Да, это оказался тот. Тот самый Гладышев. Выяснилось, что Разломов с ним знаком – учились на одном потоке в университете, факультет прикладной математики. Вместе мотались на электричке в Петергоф и обратно, перекидываясь по дороге в картишки. Только потом один пошёл в предприниматели, а другой в романисты. Каждый оказался на своём поприще успешным, поэтому причин обрывать связь не нашлось, – напротив, и тому и другому отчасти было лестно в своём кругу при случае блеснуть знакомством.
– Глупый хвастает нефтяной трубой, – пояснил Разломов, – умный – даровитыми друзьями.
Он даже несколько раз брал у Гладышева по-свойски – без процентов – в долг, когда затевал ремонт квартиры, менял машину и реконструировал дачу. Впрочем, для бывшего сокурсника, а ныне креза и воротилы, запрашиваемые суммы, вероятно, выглядели сущим пустяком.
– А молодой женой он не хвастает? – опрокинул я во вспыхнувшую утробу стопку.
– Простите? – подался плотным телом в мою сторону Разломов.

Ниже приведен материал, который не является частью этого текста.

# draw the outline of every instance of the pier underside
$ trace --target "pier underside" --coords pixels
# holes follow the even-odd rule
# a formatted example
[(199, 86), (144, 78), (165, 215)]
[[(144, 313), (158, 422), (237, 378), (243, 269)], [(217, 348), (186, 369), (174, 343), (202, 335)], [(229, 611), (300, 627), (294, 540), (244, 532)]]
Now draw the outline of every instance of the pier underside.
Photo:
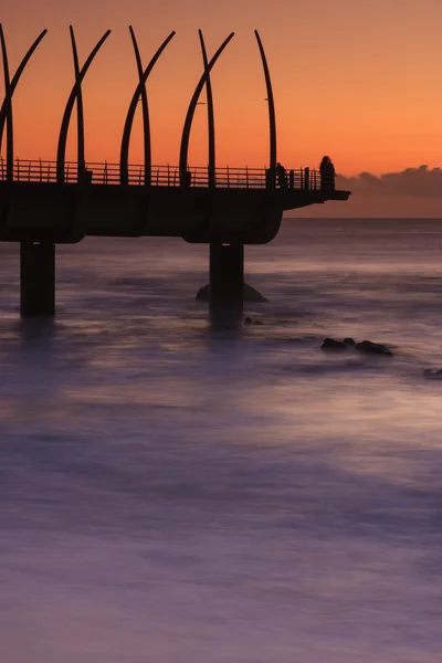
[(266, 244), (285, 210), (348, 196), (335, 190), (0, 182), (0, 241), (74, 243), (95, 235)]
[(20, 242), (20, 312), (55, 314), (55, 244), (95, 236), (169, 236), (207, 243), (213, 319), (243, 309), (244, 245), (266, 244), (283, 212), (347, 191), (104, 187), (0, 182), (0, 241)]

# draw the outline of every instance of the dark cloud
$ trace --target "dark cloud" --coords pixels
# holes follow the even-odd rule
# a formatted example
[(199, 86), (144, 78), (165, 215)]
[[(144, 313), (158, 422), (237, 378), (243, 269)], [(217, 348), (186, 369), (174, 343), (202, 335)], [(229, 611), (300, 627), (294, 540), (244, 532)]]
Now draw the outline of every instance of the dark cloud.
[(360, 172), (356, 177), (337, 176), (336, 188), (354, 193), (442, 198), (442, 169), (419, 166), (400, 172), (377, 176)]

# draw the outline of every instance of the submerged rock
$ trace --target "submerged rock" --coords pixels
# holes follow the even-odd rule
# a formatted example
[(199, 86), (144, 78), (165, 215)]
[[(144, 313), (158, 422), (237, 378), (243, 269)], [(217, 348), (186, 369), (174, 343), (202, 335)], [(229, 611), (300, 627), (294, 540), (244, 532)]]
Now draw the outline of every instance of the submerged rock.
[(436, 380), (442, 380), (442, 368), (425, 368), (423, 375), (428, 378), (434, 378)]
[(387, 355), (392, 357), (392, 351), (381, 343), (371, 343), (371, 340), (362, 340), (356, 344), (356, 349), (360, 352), (368, 352), (371, 355)]
[[(255, 290), (248, 283), (244, 283), (243, 297), (244, 297), (244, 302), (254, 302), (254, 303), (269, 302), (269, 299), (266, 297), (264, 297), (264, 295), (259, 293), (257, 290)], [(210, 283), (208, 283), (208, 285), (204, 285), (203, 287), (200, 287), (200, 290), (197, 293), (197, 299), (198, 299), (198, 302), (210, 302)]]
[(347, 345), (344, 343), (344, 340), (336, 340), (336, 338), (324, 338), (320, 348), (323, 350), (346, 350)]
[(354, 348), (356, 346), (356, 340), (354, 338), (351, 338), (350, 336), (345, 338), (343, 343), (350, 348)]

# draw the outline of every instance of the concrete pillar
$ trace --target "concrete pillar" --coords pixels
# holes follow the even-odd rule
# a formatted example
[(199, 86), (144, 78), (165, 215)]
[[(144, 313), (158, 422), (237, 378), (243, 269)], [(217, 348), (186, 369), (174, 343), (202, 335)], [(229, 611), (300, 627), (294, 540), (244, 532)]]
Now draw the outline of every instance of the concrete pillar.
[(210, 308), (242, 314), (244, 301), (244, 246), (210, 244)]
[(55, 315), (55, 244), (20, 243), (20, 314)]

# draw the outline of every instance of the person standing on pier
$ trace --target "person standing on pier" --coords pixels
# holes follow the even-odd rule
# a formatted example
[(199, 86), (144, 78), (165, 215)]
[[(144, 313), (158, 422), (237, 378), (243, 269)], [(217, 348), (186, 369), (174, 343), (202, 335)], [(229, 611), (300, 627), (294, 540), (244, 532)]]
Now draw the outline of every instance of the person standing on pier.
[(281, 189), (286, 189), (286, 187), (287, 187), (287, 171), (285, 170), (284, 166), (282, 166), (280, 164), (280, 161), (276, 164), (276, 178), (277, 178), (277, 186)]
[(319, 175), (322, 189), (335, 189), (336, 172), (330, 157), (323, 157), (319, 166)]

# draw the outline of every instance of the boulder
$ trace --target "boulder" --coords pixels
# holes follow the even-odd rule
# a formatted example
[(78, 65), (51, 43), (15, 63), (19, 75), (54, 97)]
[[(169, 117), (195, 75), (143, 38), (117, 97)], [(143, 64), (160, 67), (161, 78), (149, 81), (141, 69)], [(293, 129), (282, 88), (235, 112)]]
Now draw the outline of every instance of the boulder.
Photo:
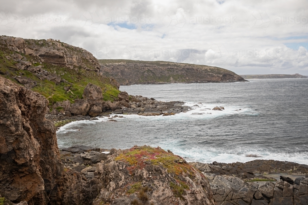
[(45, 204), (44, 190), (62, 176), (55, 126), (45, 117), (49, 104), (0, 76), (0, 195), (10, 201), (35, 196), (44, 202), (31, 204)]
[(118, 97), (119, 98), (119, 100), (120, 101), (124, 100), (127, 102), (129, 102), (129, 96), (128, 94), (125, 91), (122, 91), (119, 93), (118, 95)]
[(100, 87), (89, 83), (83, 90), (82, 97), (92, 100), (101, 100), (103, 99), (103, 93)]
[(266, 182), (265, 183), (259, 186), (258, 191), (267, 199), (272, 199), (274, 195), (274, 187), (275, 184), (274, 183)]
[(290, 177), (287, 177), (283, 176), (280, 176), (280, 179), (290, 184), (294, 184), (294, 181), (293, 179)]
[(112, 113), (115, 114), (123, 114), (123, 110), (114, 110), (112, 111)]
[(61, 81), (61, 78), (59, 77), (55, 73), (50, 73), (46, 77), (47, 80), (51, 81), (56, 84), (59, 84)]
[(17, 53), (14, 53), (13, 56), (15, 58), (18, 58), (19, 60), (21, 60), (22, 58), (22, 56), (20, 54), (19, 54)]
[(68, 117), (71, 117), (72, 114), (69, 111), (66, 111), (64, 112), (64, 115)]
[(89, 115), (92, 117), (96, 117), (102, 113), (102, 108), (94, 105), (89, 111)]
[(70, 110), (71, 113), (76, 115), (85, 115), (90, 109), (90, 105), (84, 99), (75, 100), (75, 102), (71, 105)]
[(38, 84), (37, 83), (29, 78), (18, 76), (15, 78), (18, 83), (24, 85), (28, 89), (31, 89)]
[(113, 78), (110, 77), (110, 80), (109, 81), (109, 83), (115, 87), (117, 87), (118, 89), (120, 88), (120, 84), (115, 79)]

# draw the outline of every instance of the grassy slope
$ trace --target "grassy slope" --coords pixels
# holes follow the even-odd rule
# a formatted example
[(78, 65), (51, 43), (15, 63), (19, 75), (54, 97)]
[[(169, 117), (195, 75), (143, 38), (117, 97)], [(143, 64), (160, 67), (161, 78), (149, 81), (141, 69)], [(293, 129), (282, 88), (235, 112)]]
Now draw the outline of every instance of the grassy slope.
[[(40, 80), (30, 71), (18, 70), (15, 65), (17, 62), (14, 61), (11, 59), (8, 60), (5, 57), (6, 56), (10, 56), (10, 54), (14, 53), (15, 52), (6, 48), (2, 47), (0, 49), (0, 74), (17, 83), (18, 82), (13, 78), (16, 76), (27, 77), (37, 82), (38, 85), (31, 89), (45, 96), (51, 103), (66, 100), (69, 100), (72, 103), (75, 99), (82, 98), (84, 88), (90, 82), (102, 88), (104, 100), (113, 101), (115, 98), (117, 97), (120, 92), (117, 88), (109, 84), (109, 78), (98, 75), (95, 71), (86, 71), (79, 68), (79, 70), (76, 71), (64, 66), (43, 62), (42, 64), (44, 66), (43, 69), (52, 73), (55, 71), (57, 74), (64, 74), (61, 76), (61, 78), (73, 84), (72, 88), (71, 89), (71, 93), (68, 93), (64, 89), (64, 87), (68, 85), (67, 83), (61, 82), (56, 85), (55, 83), (47, 80)], [(37, 61), (32, 56), (22, 53), (19, 54), (25, 57), (28, 60), (31, 62)], [(38, 63), (34, 65), (39, 65), (39, 63)]]
[[(99, 63), (108, 67), (108, 64), (147, 64), (152, 66), (159, 67), (166, 67), (166, 72), (170, 73), (168, 75), (157, 75), (150, 69), (143, 71), (142, 75), (141, 75), (140, 78), (138, 81), (140, 83), (144, 83), (147, 82), (156, 81), (171, 82), (170, 78), (172, 77), (174, 81), (178, 82), (185, 82), (187, 81), (186, 79), (186, 76), (185, 74), (178, 74), (174, 73), (173, 69), (170, 68), (183, 68), (188, 66), (192, 67), (196, 69), (203, 70), (206, 70), (206, 73), (214, 73), (218, 75), (222, 75), (225, 73), (228, 73), (233, 75), (237, 75), (235, 73), (232, 71), (221, 68), (210, 66), (204, 65), (198, 65), (196, 64), (189, 64), (188, 63), (174, 63), (173, 62), (166, 61), (135, 61), (133, 60), (124, 59), (99, 59)], [(108, 72), (105, 72), (103, 74), (106, 76), (112, 76)], [(113, 77), (114, 77), (114, 76)], [(126, 79), (118, 77), (117, 80), (120, 84), (124, 83), (126, 81)], [(188, 81), (190, 80), (188, 80)]]
[(122, 59), (99, 59), (98, 61), (99, 63), (103, 65), (107, 64), (120, 64), (121, 63), (138, 63), (147, 64), (152, 65), (161, 67), (172, 66), (178, 68), (182, 68), (186, 65), (188, 65), (199, 69), (206, 69), (209, 71), (213, 71), (214, 73), (213, 73), (217, 74), (222, 74), (227, 73), (230, 74), (232, 73), (233, 74), (237, 75), (235, 73), (227, 69), (218, 67), (209, 66), (205, 65), (198, 65), (197, 64), (190, 64), (189, 63), (174, 63), (172, 62), (161, 61), (146, 61)]

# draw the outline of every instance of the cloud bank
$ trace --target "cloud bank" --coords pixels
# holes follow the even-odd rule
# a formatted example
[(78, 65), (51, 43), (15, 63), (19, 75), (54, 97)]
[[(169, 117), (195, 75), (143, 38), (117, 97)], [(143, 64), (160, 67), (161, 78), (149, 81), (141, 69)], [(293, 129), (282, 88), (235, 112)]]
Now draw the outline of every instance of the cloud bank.
[(308, 75), (308, 1), (5, 1), (0, 34), (50, 38), (98, 59)]

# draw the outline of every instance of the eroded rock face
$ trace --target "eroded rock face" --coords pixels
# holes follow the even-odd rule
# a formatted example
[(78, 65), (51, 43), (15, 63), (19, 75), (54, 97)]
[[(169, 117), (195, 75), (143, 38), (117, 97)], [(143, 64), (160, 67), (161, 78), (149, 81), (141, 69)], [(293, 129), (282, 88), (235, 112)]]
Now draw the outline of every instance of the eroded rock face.
[(171, 62), (103, 61), (99, 72), (112, 76), (121, 85), (246, 81), (229, 70), (207, 65)]
[(101, 100), (103, 99), (102, 89), (91, 83), (88, 84), (83, 90), (82, 97), (93, 100)]
[(122, 91), (118, 95), (119, 100), (120, 101), (124, 100), (127, 102), (129, 102), (129, 96), (125, 91)]
[(215, 204), (204, 175), (178, 156), (145, 145), (113, 151), (97, 164), (103, 183), (94, 204)]
[(0, 195), (29, 205), (91, 204), (101, 183), (64, 169), (54, 125), (45, 118), (49, 103), (0, 77)]
[[(100, 67), (97, 59), (90, 52), (64, 43), (0, 36), (0, 43), (7, 46), (11, 50), (37, 56), (42, 61), (64, 65), (71, 69), (78, 70), (81, 67), (87, 70), (98, 72)], [(19, 59), (22, 58), (21, 55), (16, 55), (15, 57)], [(89, 63), (85, 63), (87, 61)], [(21, 67), (20, 65), (19, 69), (25, 69), (24, 66)], [(52, 80), (58, 81), (55, 77)]]
[(0, 194), (28, 201), (61, 175), (55, 127), (44, 117), (49, 102), (2, 77), (0, 99)]

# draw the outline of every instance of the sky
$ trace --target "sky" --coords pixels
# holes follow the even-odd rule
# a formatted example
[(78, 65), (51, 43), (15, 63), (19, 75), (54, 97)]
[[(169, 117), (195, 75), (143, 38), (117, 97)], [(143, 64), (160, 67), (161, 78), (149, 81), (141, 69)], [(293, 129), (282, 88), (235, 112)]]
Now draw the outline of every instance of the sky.
[(60, 39), (98, 59), (308, 75), (308, 1), (0, 0), (0, 35)]

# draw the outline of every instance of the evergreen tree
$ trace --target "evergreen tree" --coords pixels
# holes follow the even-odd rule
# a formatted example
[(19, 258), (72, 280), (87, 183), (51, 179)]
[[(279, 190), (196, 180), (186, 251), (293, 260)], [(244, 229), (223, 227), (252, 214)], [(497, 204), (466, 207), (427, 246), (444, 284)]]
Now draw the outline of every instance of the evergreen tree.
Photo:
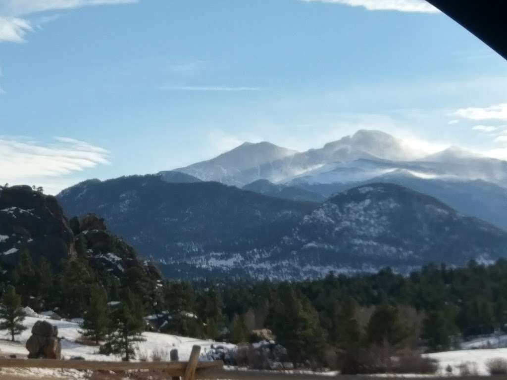
[(89, 306), (83, 316), (81, 333), (98, 345), (99, 341), (106, 337), (111, 327), (109, 307), (105, 291), (101, 287), (95, 286), (91, 292)]
[(317, 312), (290, 285), (282, 285), (280, 293), (272, 319), (277, 341), (287, 349), (295, 366), (307, 360), (319, 361), (325, 340)]
[(124, 360), (128, 361), (134, 357), (134, 345), (143, 340), (141, 333), (146, 323), (142, 303), (127, 289), (121, 307), (115, 314), (115, 328), (108, 336), (108, 343), (113, 353), (124, 355)]
[(60, 307), (66, 315), (82, 316), (88, 303), (90, 288), (96, 283), (89, 263), (82, 257), (63, 260), (58, 276)]
[(16, 294), (14, 287), (9, 285), (5, 289), (0, 303), (0, 330), (8, 330), (12, 341), (14, 336), (26, 329), (23, 325), (25, 317), (21, 309), (21, 298)]
[(37, 278), (35, 266), (27, 249), (21, 252), (19, 262), (13, 273), (13, 280), (16, 289), (20, 292), (22, 303), (28, 305), (30, 297), (35, 295)]
[(367, 327), (368, 341), (381, 344), (388, 343), (396, 346), (410, 334), (407, 326), (400, 322), (398, 311), (388, 305), (381, 305), (375, 308)]
[(206, 337), (216, 339), (224, 325), (222, 310), (224, 304), (220, 293), (212, 286), (202, 295), (199, 315), (204, 316), (204, 334)]
[(452, 319), (441, 311), (429, 312), (422, 322), (421, 337), (430, 351), (445, 351), (451, 347), (451, 337), (456, 332)]
[(242, 315), (235, 314), (231, 322), (231, 341), (242, 343), (248, 341), (249, 331), (246, 328), (245, 318)]

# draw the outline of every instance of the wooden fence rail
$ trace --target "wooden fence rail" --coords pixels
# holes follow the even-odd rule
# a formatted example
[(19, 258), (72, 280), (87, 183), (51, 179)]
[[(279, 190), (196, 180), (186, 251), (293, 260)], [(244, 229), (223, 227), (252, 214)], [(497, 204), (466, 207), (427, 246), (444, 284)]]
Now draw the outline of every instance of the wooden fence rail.
[[(129, 371), (151, 370), (163, 371), (168, 376), (181, 376), (183, 380), (194, 380), (201, 377), (207, 370), (222, 368), (221, 361), (199, 362), (201, 348), (194, 346), (188, 362), (105, 362), (88, 360), (55, 360), (47, 359), (0, 358), (0, 369), (3, 368), (37, 368), (62, 369), (80, 369), (92, 371)], [(1, 377), (1, 376), (0, 376)]]

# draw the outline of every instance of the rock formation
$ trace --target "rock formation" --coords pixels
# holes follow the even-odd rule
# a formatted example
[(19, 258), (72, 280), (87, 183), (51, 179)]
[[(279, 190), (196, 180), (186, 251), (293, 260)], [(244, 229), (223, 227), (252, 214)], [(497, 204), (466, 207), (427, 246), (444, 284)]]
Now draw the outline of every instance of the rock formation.
[(46, 321), (38, 321), (26, 341), (29, 359), (61, 359), (61, 344), (58, 329)]

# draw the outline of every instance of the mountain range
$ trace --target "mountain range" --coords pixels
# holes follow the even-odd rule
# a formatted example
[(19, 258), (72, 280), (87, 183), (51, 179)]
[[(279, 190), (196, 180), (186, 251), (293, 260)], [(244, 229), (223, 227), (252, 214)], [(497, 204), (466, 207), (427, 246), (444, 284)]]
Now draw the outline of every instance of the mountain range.
[(296, 152), (245, 143), (156, 175), (86, 181), (57, 199), (95, 213), (165, 274), (295, 279), (507, 256), (507, 163), (424, 156), (378, 131)]

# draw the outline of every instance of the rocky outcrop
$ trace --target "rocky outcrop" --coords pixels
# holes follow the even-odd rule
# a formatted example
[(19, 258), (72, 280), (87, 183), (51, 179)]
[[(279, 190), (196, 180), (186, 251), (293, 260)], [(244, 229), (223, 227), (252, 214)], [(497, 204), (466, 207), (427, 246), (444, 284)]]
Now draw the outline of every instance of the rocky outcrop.
[(61, 344), (58, 329), (46, 321), (38, 321), (26, 341), (28, 359), (61, 359)]
[(86, 257), (92, 266), (121, 276), (132, 268), (140, 268), (153, 278), (161, 276), (147, 261), (140, 260), (134, 249), (107, 231), (104, 219), (95, 214), (86, 214), (71, 219), (80, 255)]
[(74, 236), (54, 197), (29, 186), (0, 187), (0, 261), (13, 264), (24, 250), (35, 261), (58, 262), (75, 254)]
[(28, 186), (0, 186), (0, 263), (12, 268), (23, 252), (35, 262), (44, 257), (57, 268), (62, 259), (79, 256), (98, 272), (119, 278), (132, 268), (151, 278), (161, 277), (96, 215), (68, 220), (54, 197)]

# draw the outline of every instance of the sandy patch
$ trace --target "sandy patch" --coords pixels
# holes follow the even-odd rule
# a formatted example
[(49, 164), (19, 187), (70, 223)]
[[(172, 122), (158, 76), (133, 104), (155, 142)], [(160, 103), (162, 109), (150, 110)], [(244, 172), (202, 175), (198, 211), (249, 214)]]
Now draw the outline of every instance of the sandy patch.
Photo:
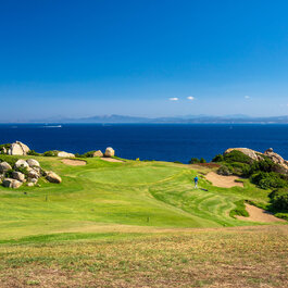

– Он шутит. – Емеля положил мне руку на плечо. – А что с первоначальным капиталом? Как Гладышев из прикладного математика едва не в плутократы вышел? Скелеты есть в шкафу?
– Откуда! Чист как яйцо. Ему дело на тарелочке досталось по наследству, в готовом виде – он без пятнышка. – Разломов провёл ладонью по блестящей лысине. – Отец его был директором советского консервного завода, в девяностые оседлал волну, приватизировал завод – и привлёк к делу сына. А у того – коммерческий талант. Отца уж нет, зато у Гладышева нынче целая консервная империя. Плюс разные факультативные активы – гостиницы, мебельное производство, магазины спортинвентаря… Всего я толком и не знаю. – Голова-редька повернулась в мою сторону. – Вот так. Всё вроде бы у человека в порядке, всё в цвет, – а жена, представьте, от него ушла. Едва ли не вчера. Вы как раз сказали… Выходит, хвастать-то и нечем. То есть он и прежде не хвастал – не дурак, – а теперь…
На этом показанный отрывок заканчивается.